Sunday, October 31, 2004

Letting people down. It's something I have a hard time doing. There are certain people in my life that I hate disappointing and that isn't necessarily bad thing, but sometimes I know I should say or do something and I don't because I don't want to rock the boat and risk their displeasure. God has put it on my heart that I have to talk to my mom about how I got baptized (I conveniently left that out when I talked to her last time I was home). I don't want to hide that from anyone because I am proud of who I am in Christ and I know I have to tell my mother and I know she is going to take it as a personal affront to her.
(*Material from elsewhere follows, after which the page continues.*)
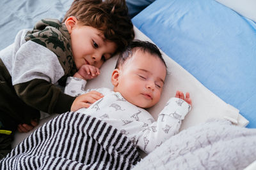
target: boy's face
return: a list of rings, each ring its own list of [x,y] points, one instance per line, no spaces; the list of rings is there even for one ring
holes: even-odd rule
[[[106,41],[99,30],[78,24],[76,18],[70,20],[68,20],[68,18],[65,24],[70,34],[72,54],[77,68],[79,69],[83,64],[100,67],[103,62],[114,54],[116,45]]]
[[[114,91],[129,102],[143,108],[155,105],[160,99],[166,68],[157,57],[136,51],[112,74]]]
There are certain view points that have changed since I have come to God and it's not because someone came up to me and said "this is how you should feel about this because we all do." When I gave my life to Christ, I felt things changing in me and God has given me a sense of what He agrees with and what He doesn't. I refrain from talking about certain things because I know some people won't like the opinions I now have. I don't think negatively of anyone but I do think differently about things. I still don't believe in forcing my opinion on anyone but I do feel like there are times when things are brought up in conversation or I'm asked about things and I don't say what I really now feel. It doesn't happen that often, I am upfront about who I am, but when it does happen it bothers me. I'm not going to force anything, just let God continue to work on me and see where it goes from there. It's a flaw, a weakness and I acknowledge that I need God to work on changing it.